Answer
a. $t=1.5$ sec.
b. $v\lt0$ during $0\leq t\lt 1.5$ sec, $v\gt0$ during $1.5\lt t\leq5$ sec,
c. $t=1.5$ sec.
d. $|v|$ increasing during $1.5\lt t\leq 5$ sec, $|v|$ decreasing during $0\leq t\lt 1.5$ sec,
e. $|v|=7$ at $t=5$ sec, $|v|=0$ at $t=1.5$ sec.
f. $12$ at $t=5$ sec.
Work Step by Step
Given $s(t)=t^2-3t+2$, $0\leq t\leq 5$, we have $v(t)=2t-3$, $a(t)=2$, and we can graph the functions as shown in the figure.
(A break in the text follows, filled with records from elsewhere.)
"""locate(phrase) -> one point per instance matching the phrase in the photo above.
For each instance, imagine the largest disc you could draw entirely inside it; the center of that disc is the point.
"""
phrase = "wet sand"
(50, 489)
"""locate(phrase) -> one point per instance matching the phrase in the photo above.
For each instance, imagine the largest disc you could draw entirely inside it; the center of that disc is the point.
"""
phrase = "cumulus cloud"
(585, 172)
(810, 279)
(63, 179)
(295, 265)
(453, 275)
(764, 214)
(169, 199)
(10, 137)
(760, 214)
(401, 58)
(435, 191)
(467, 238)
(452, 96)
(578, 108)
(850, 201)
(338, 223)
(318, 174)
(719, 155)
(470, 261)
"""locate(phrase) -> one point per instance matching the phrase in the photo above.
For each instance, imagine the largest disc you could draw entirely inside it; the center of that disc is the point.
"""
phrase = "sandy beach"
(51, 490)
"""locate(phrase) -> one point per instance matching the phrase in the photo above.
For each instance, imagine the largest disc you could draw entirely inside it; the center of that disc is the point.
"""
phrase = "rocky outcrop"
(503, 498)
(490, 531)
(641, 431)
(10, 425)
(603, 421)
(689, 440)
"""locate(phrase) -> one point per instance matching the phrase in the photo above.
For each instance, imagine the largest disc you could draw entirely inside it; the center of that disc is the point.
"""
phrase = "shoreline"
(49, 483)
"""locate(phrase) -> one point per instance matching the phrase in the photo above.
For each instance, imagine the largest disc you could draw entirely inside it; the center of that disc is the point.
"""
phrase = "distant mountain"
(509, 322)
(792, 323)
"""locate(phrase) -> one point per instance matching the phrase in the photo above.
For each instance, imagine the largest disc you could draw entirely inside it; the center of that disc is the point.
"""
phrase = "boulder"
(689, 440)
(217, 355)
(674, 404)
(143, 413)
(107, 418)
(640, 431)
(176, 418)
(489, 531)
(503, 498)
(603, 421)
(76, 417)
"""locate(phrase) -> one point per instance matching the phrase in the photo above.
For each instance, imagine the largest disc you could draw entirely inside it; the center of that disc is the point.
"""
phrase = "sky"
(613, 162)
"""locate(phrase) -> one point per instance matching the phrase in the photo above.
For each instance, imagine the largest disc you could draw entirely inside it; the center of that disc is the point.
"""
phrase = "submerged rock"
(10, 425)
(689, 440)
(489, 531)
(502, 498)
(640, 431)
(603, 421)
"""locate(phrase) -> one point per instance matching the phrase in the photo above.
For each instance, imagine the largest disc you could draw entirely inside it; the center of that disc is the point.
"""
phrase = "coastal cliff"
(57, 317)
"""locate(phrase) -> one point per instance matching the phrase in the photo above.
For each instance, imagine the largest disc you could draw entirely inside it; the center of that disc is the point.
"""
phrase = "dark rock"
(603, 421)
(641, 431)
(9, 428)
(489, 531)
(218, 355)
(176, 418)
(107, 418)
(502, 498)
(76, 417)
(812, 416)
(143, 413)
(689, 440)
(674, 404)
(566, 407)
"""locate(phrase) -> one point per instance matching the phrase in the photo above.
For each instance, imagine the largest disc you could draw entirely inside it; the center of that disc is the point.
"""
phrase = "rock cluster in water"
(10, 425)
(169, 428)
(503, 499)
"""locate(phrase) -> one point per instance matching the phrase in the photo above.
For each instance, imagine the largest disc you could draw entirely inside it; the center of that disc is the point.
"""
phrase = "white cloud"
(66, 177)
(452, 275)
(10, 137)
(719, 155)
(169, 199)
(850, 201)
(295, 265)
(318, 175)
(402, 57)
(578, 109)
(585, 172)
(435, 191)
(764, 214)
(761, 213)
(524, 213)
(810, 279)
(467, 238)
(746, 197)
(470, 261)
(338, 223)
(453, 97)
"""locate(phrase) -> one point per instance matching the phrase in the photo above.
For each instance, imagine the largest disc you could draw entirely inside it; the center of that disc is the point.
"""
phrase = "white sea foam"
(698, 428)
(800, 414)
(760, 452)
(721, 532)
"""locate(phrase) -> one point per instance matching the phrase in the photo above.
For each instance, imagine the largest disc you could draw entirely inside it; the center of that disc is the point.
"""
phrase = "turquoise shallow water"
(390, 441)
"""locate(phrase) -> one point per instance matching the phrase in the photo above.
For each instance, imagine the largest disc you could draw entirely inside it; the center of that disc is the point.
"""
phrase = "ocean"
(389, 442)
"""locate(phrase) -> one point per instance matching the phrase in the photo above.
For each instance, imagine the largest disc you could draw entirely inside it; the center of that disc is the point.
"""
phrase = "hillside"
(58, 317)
a. The object will be momentarily at rest when its velocity is zero. With $v(t)=0$, we have $t=1.5$ sec.
b. It moves left ($v\lt0$) during $0\leq t\lt 1.5$ sec, and it moves right ($v\gt0$) during $1.5\lt t\leq5$ sec,
c. It changes direction when its velocity crosses with the x-axis, so we have $t=1.5$ sec.
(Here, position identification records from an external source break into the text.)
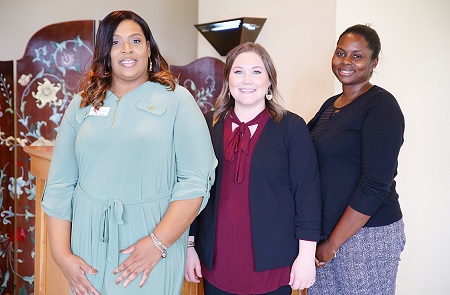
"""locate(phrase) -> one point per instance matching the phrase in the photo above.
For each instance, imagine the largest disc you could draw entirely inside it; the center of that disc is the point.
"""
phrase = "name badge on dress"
(102, 111)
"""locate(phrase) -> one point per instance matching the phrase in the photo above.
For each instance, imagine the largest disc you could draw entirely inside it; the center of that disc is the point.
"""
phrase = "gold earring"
(269, 95)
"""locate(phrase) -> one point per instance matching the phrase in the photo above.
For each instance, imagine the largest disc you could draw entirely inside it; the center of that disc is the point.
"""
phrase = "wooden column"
(48, 279)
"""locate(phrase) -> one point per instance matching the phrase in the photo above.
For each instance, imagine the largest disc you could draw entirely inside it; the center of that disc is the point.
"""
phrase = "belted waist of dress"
(112, 217)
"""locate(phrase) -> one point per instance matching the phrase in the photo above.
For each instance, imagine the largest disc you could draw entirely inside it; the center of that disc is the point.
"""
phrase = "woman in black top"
(358, 134)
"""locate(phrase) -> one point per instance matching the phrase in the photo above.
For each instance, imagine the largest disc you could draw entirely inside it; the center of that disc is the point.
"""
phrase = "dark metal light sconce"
(227, 34)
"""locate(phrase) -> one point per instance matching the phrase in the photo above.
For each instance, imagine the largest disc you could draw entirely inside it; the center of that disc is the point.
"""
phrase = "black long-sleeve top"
(357, 152)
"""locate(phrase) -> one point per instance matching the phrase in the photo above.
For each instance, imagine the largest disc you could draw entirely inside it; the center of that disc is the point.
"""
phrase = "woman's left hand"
(303, 274)
(143, 257)
(324, 253)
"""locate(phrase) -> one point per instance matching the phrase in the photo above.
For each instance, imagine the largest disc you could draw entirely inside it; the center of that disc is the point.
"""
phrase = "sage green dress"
(114, 173)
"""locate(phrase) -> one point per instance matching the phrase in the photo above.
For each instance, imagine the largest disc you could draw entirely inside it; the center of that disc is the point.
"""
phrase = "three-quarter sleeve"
(63, 173)
(195, 158)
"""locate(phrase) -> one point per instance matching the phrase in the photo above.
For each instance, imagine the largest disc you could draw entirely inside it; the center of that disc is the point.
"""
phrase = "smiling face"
(130, 53)
(249, 82)
(352, 62)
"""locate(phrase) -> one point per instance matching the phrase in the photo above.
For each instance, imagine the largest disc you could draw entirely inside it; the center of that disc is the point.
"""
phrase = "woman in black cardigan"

d. It speed up ($|v|$ increasing) during $1.5\lt t\leq 5$ sec, and it slows down ($|v|$ decreasing) during $0\leq t\lt 1.5$ sec,
e. It is moving fastest (highest speed $|v|=7$) at the end $t=5$ sec, and it is moving slowest ($|v|=0$) at $t=1.5$ sec.
f. It is farthest from the axis origin $12$ at $t=5$ sec.